« Over the rainbow ».

30 avril 2013


Je lisais voici quelques jours un débat sur le rainbowflag. Drapeau qui marquait aux yeux de certains la différence alors même que, 48 heures auparavant, était adoptée une loi réduisant les discriminations et donc les différences de traitement des enfants de France. C’est vrai,

ce symbole est ostensiblement « distinguant » donc « clivant  » pour quelques uns. A cela, les propos tenus sur Facebook préfèrent revendiquer le droit à la légitime indifférence que la nouvelle loi sur le mariage et l’adoption permettra davantage et mieux… après avis du conseil constitutionnel (ne l’oublions pas) et promulgation de la loi.
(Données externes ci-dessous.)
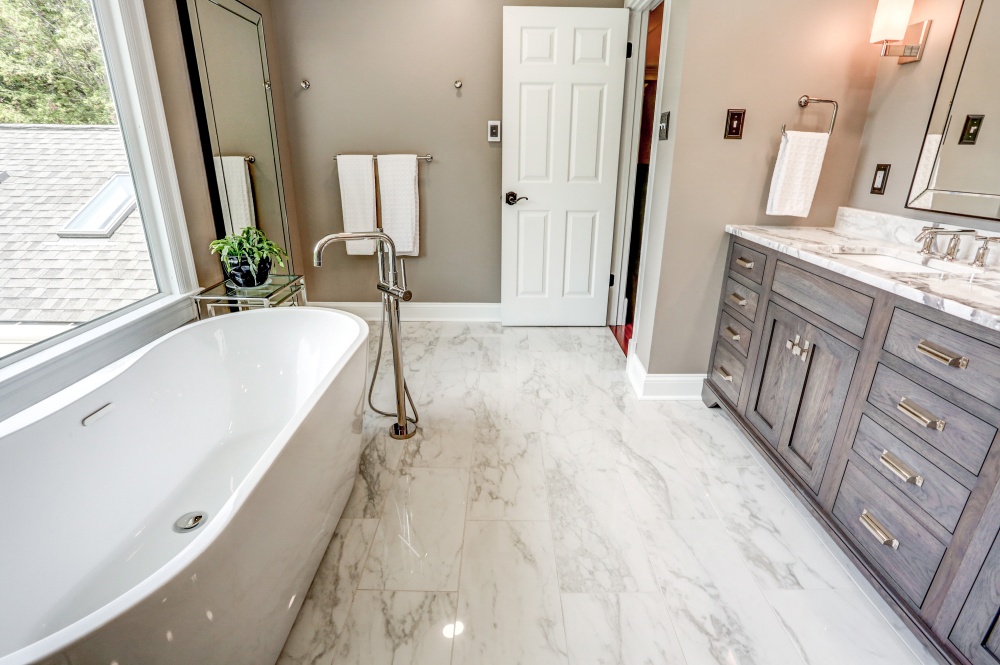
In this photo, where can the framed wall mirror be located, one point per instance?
(232, 90)
(958, 171)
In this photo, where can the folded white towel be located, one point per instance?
(796, 172)
(357, 199)
(397, 178)
(236, 192)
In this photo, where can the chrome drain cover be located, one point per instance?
(190, 521)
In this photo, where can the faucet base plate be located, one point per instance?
(406, 432)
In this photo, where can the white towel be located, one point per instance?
(796, 172)
(236, 192)
(397, 178)
(357, 198)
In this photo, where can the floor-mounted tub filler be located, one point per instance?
(174, 507)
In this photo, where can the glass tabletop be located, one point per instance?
(226, 289)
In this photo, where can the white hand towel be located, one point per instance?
(236, 192)
(397, 177)
(357, 199)
(796, 172)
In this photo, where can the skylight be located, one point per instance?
(103, 214)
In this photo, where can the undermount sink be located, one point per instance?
(894, 264)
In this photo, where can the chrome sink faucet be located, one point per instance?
(956, 242)
(393, 288)
(928, 235)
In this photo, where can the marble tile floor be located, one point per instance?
(543, 514)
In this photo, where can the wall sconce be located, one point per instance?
(897, 37)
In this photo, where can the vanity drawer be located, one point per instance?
(734, 332)
(845, 307)
(907, 552)
(934, 491)
(957, 433)
(958, 359)
(727, 372)
(747, 262)
(741, 299)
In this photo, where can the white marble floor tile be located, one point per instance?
(376, 473)
(781, 551)
(597, 544)
(441, 446)
(720, 613)
(703, 435)
(396, 628)
(658, 481)
(324, 611)
(508, 600)
(619, 629)
(582, 450)
(832, 627)
(418, 543)
(508, 479)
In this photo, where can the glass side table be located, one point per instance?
(278, 291)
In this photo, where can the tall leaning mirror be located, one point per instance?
(959, 167)
(232, 87)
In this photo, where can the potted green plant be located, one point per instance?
(247, 255)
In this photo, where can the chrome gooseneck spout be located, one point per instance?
(392, 284)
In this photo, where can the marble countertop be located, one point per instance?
(973, 295)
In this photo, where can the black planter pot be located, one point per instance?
(238, 270)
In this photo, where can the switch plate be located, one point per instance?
(881, 178)
(735, 118)
(664, 132)
(970, 131)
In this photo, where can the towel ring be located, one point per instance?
(806, 100)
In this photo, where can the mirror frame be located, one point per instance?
(205, 113)
(951, 79)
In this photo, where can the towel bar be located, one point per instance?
(426, 158)
(806, 100)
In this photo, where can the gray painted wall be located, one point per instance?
(185, 140)
(759, 56)
(901, 105)
(382, 74)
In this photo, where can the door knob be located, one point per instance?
(511, 198)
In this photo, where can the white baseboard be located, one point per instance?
(422, 311)
(661, 386)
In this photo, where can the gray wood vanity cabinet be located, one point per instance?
(882, 414)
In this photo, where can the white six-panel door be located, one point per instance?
(563, 86)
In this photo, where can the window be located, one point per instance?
(103, 214)
(94, 257)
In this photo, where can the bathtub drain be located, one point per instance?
(190, 521)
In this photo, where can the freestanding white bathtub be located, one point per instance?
(252, 418)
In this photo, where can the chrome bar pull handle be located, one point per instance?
(941, 355)
(726, 376)
(876, 529)
(900, 470)
(925, 419)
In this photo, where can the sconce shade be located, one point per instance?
(891, 19)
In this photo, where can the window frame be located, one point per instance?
(41, 370)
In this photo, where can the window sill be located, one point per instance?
(47, 371)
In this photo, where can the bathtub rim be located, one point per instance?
(65, 637)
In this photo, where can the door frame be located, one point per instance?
(628, 161)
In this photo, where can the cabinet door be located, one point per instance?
(977, 632)
(827, 367)
(778, 376)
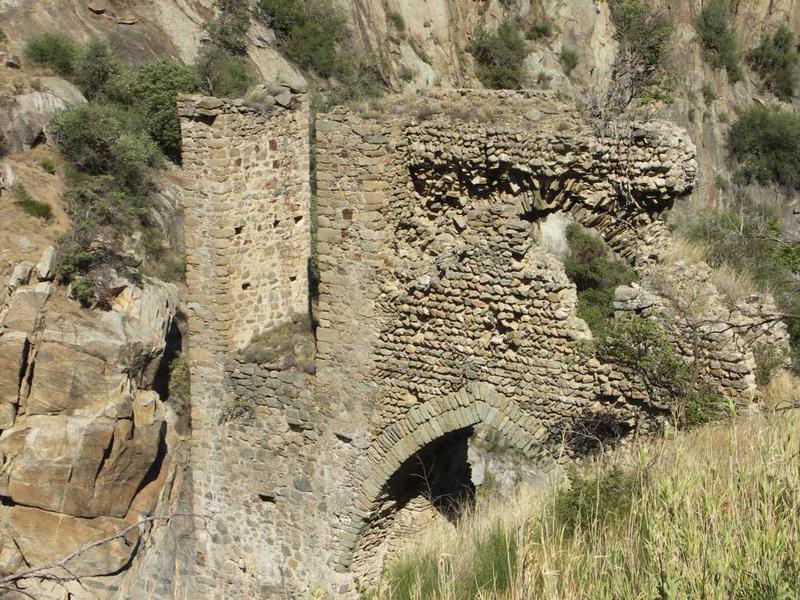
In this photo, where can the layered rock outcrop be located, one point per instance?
(83, 425)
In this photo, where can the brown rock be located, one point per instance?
(80, 466)
(42, 537)
(69, 381)
(13, 355)
(24, 307)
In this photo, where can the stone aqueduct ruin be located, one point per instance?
(440, 313)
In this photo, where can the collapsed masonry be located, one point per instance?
(441, 314)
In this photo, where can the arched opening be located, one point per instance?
(433, 485)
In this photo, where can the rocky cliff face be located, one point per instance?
(86, 438)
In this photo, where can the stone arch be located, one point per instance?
(474, 404)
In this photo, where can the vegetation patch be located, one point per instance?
(540, 29)
(746, 237)
(718, 39)
(569, 59)
(596, 498)
(776, 60)
(500, 56)
(315, 36)
(683, 520)
(54, 50)
(764, 144)
(640, 67)
(31, 206)
(180, 393)
(223, 65)
(288, 345)
(597, 273)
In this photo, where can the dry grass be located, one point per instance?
(288, 345)
(732, 283)
(717, 515)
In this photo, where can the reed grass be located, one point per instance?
(714, 513)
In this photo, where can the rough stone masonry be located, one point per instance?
(441, 313)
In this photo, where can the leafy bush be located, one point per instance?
(228, 30)
(540, 29)
(569, 59)
(154, 92)
(224, 74)
(100, 139)
(223, 66)
(746, 237)
(500, 56)
(640, 70)
(31, 206)
(642, 349)
(718, 39)
(765, 145)
(397, 21)
(54, 50)
(101, 75)
(597, 273)
(180, 392)
(776, 60)
(48, 166)
(291, 344)
(597, 499)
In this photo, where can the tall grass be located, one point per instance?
(716, 514)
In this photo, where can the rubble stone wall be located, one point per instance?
(441, 312)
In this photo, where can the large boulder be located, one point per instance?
(82, 466)
(22, 123)
(35, 537)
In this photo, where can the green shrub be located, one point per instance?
(776, 60)
(223, 66)
(500, 56)
(746, 237)
(765, 145)
(224, 74)
(569, 59)
(154, 92)
(540, 29)
(48, 166)
(101, 75)
(642, 350)
(31, 206)
(228, 30)
(704, 405)
(596, 500)
(290, 344)
(597, 273)
(397, 21)
(643, 33)
(718, 39)
(54, 50)
(709, 95)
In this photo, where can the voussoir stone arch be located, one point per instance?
(474, 404)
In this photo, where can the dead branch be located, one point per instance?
(59, 573)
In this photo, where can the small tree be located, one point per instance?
(154, 90)
(765, 145)
(776, 60)
(500, 56)
(718, 39)
(54, 50)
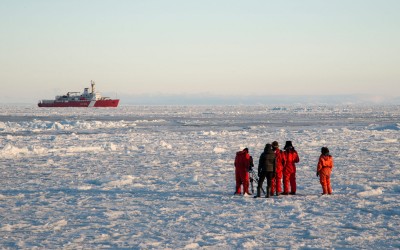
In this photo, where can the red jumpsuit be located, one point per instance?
(242, 163)
(289, 170)
(324, 169)
(277, 180)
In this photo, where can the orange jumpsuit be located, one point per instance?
(277, 180)
(324, 169)
(242, 163)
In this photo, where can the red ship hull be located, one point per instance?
(81, 103)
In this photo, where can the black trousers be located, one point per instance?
(263, 175)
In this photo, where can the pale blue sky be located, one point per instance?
(190, 47)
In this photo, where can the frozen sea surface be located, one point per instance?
(158, 177)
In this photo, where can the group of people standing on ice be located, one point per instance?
(276, 166)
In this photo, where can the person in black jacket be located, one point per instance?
(266, 169)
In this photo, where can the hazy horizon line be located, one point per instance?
(206, 99)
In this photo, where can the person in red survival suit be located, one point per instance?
(242, 164)
(289, 168)
(324, 170)
(277, 180)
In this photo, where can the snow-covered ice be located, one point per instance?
(157, 177)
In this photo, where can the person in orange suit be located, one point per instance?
(242, 164)
(277, 180)
(289, 169)
(324, 170)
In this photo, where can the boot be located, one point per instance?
(268, 192)
(258, 192)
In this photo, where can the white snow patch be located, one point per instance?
(219, 150)
(373, 192)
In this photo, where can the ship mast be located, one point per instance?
(92, 83)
Avoir les mêmes droits, les mêmes devoirs… C’est la quête de l’immense majorité d’entre nous.

Sont encore légion les clichés que nous trimbalons et qui associent à la majeure partie des gays la finesse et le raffinement, et à moultes lesbiennes des allures de « tontons camions ». Néanmoins, les projecteurs braqués sur nous depuis 6 mois ont permis de lever un peu le voile sur notre réalité. Nous ne nous ressemblons pas et pour beaucoup d’entre nous, et plus particulièrement les plus jeunes, nous avons des aspirations d’une banalité confondante. Aucune critique ne se cache dans mes propos. Juste une traduction des faits. Par banalité, j’entends ici des élans, des désirs, des souhaits de vie très similaires à ceux des autres. Les Straights.
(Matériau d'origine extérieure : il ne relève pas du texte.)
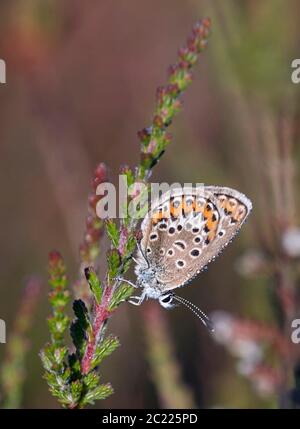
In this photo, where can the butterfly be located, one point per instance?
(184, 231)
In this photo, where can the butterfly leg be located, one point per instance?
(120, 279)
(137, 300)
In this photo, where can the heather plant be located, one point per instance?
(14, 368)
(72, 373)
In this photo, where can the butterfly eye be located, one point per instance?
(166, 299)
(180, 263)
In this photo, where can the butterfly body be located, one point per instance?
(185, 230)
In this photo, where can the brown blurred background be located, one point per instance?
(81, 79)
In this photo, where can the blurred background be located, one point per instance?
(81, 80)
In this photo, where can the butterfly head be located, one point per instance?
(166, 300)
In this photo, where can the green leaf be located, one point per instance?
(113, 260)
(76, 390)
(94, 283)
(81, 328)
(123, 293)
(103, 350)
(113, 232)
(100, 392)
(91, 380)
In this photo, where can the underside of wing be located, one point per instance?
(184, 231)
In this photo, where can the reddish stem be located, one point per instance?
(101, 315)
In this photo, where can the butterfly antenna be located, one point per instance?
(196, 310)
(142, 253)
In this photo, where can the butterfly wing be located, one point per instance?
(183, 232)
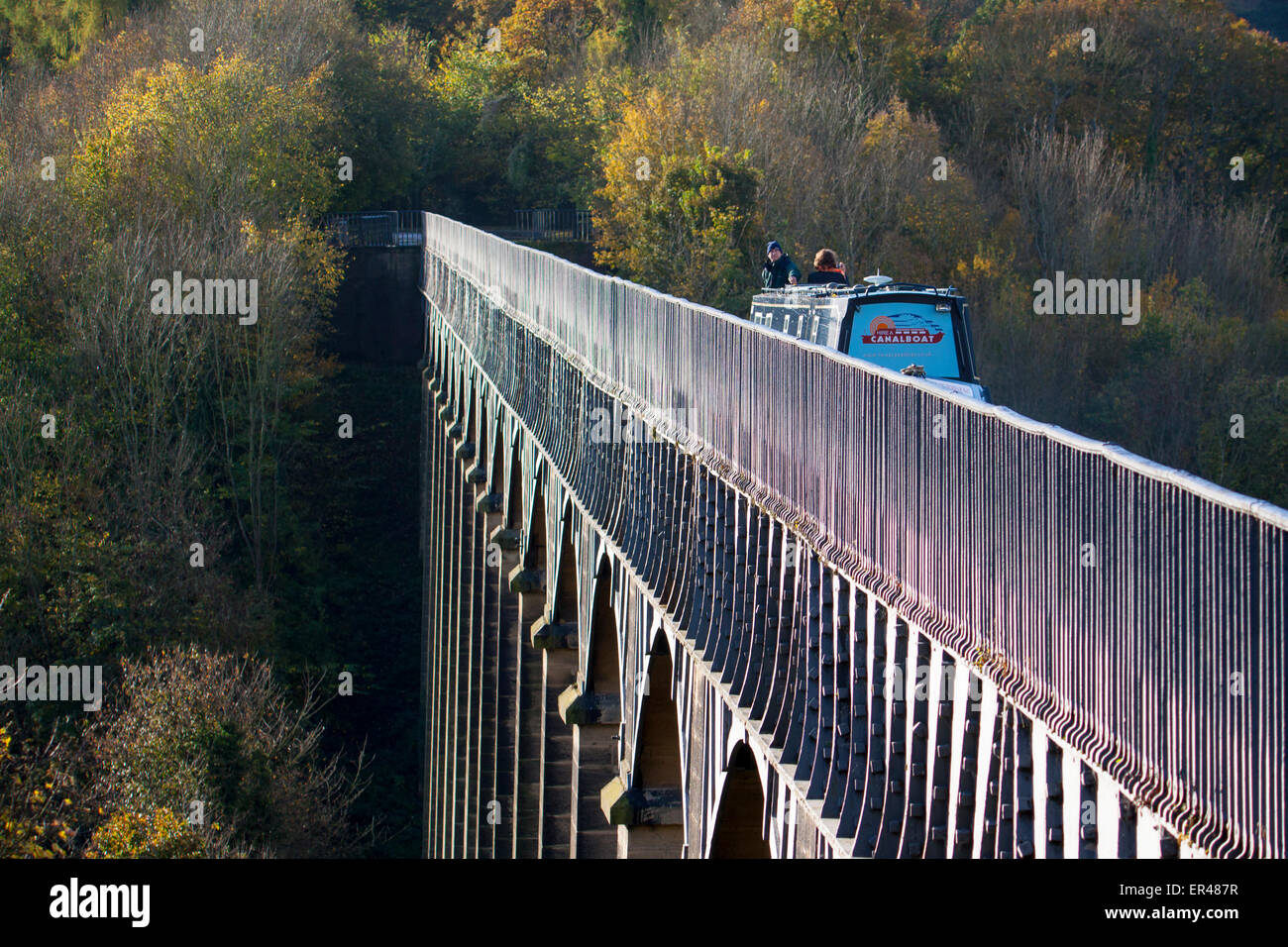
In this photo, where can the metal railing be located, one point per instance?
(545, 223)
(378, 228)
(1137, 611)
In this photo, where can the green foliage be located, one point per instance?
(160, 835)
(193, 725)
(53, 30)
(187, 140)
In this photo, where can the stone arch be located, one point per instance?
(497, 460)
(535, 551)
(528, 581)
(595, 711)
(514, 495)
(565, 598)
(739, 823)
(657, 780)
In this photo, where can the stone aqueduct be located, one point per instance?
(631, 652)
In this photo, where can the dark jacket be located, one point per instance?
(774, 274)
(822, 277)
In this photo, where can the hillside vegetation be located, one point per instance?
(987, 145)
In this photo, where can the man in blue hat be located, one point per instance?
(778, 270)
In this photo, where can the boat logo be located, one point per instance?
(905, 328)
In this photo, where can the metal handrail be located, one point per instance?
(1137, 611)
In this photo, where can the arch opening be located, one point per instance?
(658, 775)
(741, 817)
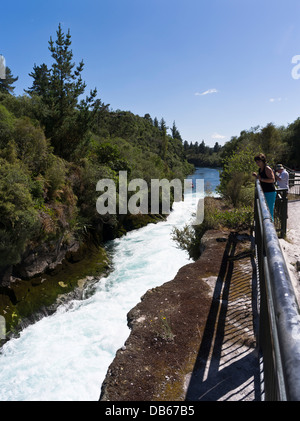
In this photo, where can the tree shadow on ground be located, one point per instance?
(227, 366)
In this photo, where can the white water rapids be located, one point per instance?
(65, 356)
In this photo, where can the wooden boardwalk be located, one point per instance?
(228, 364)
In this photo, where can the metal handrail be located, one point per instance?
(279, 332)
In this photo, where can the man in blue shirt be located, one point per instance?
(282, 177)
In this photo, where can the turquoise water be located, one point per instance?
(65, 356)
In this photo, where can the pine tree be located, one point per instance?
(41, 81)
(6, 84)
(60, 87)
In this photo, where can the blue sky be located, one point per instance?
(215, 67)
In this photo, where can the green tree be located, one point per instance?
(41, 81)
(60, 87)
(19, 219)
(6, 85)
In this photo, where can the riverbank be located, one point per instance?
(161, 358)
(47, 278)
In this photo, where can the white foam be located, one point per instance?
(65, 356)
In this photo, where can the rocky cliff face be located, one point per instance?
(166, 331)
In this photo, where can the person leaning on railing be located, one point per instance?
(282, 177)
(267, 181)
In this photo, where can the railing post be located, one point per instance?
(279, 333)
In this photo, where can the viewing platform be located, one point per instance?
(231, 364)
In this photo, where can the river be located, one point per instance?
(65, 356)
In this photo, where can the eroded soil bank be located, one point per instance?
(167, 328)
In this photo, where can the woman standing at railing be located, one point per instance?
(267, 181)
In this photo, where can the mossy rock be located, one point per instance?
(27, 297)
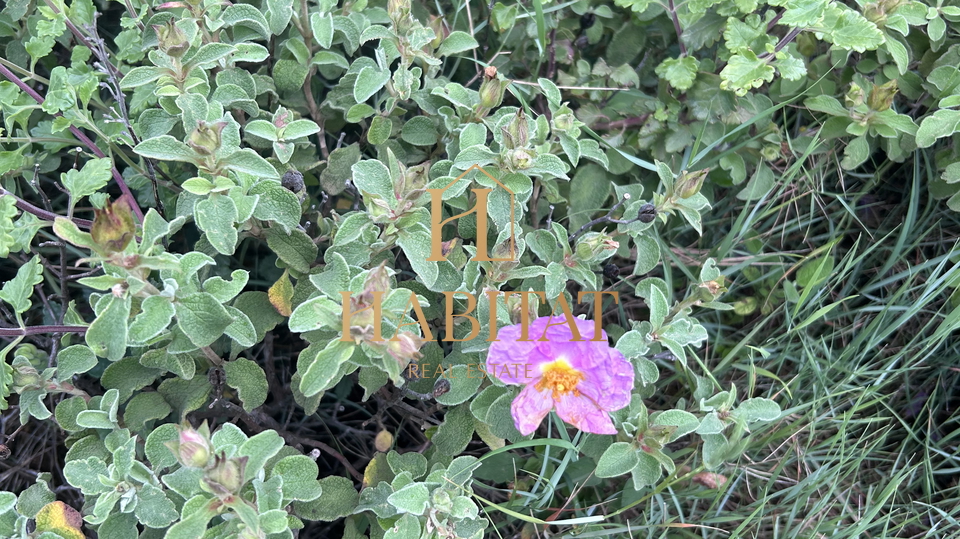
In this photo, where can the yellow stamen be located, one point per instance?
(560, 378)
Pour autant n’oublions CE qui nous a permis d’arriver là. A un début de victoire sur l’obscurantisme, le repli sur soi, le manque de générosité, de fraternité. N’oublions pas CELLES ET CEUX qui par leur action passée, nous donnent aujourd’hui l’occasion de raconter une autre histoire sans doute à nos suivants. Tou.te.s qui nous ont précédé, n’avaient pas d’autres choix que de passer par l’étape de la revendication à la différence. Et de brandir toute la variété des signes les plus ostentatoires de cette différence. De leurs différences. Pour réclamer le respect de leur singularité. Quitte à choisir l’exagération. A mettre des couleurs vives dans un monde gris et fermé. Ils devaient relever la tête et crier leur fierté, parce que trop nombreux étaient ceux qui voulaient les laisser dans la honte. Sans oublier les autres qui étaient prêts à les rouer de coups ou les tuer pour maintenir leur joug.

Alors Oui, la marche vers l’égalité nous permet aujourd’hui de nous interroger sur l’usage, l’utilité voire l’obsolescence des symboles de la distinction, des emblèmes d’une certaine appartenance. Peut-être, sans doute même, les droits et devoirs (pas encore…) identiques nous donneront-ils l’occasion de nous poser la question de l’existence et de la survivance de l’esprit communautariste. Et ce d’autant plus facilement pour les plus méfiants d’entre nous qui envisagent, à tout le moins avec suspicion ces regroupements uniformes, avec leur quête de l’identique. Souvent par confort, fût-ce par sécurité. Défiance, d’abord et avant tout parce que cette attitude revient à rejeter l’altérité et parce que cette représentation renvoie à l’idée de ghetto. Quitte à prendre le risque in fine de ressembler à ces agresseurs dont nous dénonçons les pratiques de rejet.

Le #mariagepourtous est l’opposé du « vivre entre soi ». La revendication portée avec talent et fougue par C. Taubira qui est devenue aux yeux de tous la championne de la lutte contre les discriminations ne peut venir percuter ces réflexes identitaires, de l’intolérance et du modèle dominant. Le « faire famille » tant attendu, et qui pourrait voir enfin le jour, ne peut et ne doit aujourd’hui rimer avec des réflexes qui nous conduiraient à revenir aux repères qui furent les nôtres par nécessité. De survie d’abord, puis de commodité ensuite.

Même si c’est difficile, même avec des séquelles vivaces, nous nous devons d’être exemplaires et ne pas singer ceux qui nous vomissent, en reproduisant l’exclusion fût-ce derrière ce symbole. Il n’est plus indispensable de nous cantonner exclusivement « over the rainbow ». Le conserver comme marque de notre route, comme mémoire commune est tout à la fois raisonnée et un acte affectif. Mais il en va de notre fierté d’assumer notre désir affirmé fort et clair d’appartenir à la même communauté, celle du peuple de France et par là même de nous retrouver derrière le seul symbole qui en fait son honneur, le drapeau tricolore. En ne reniant pas toutes nos différences.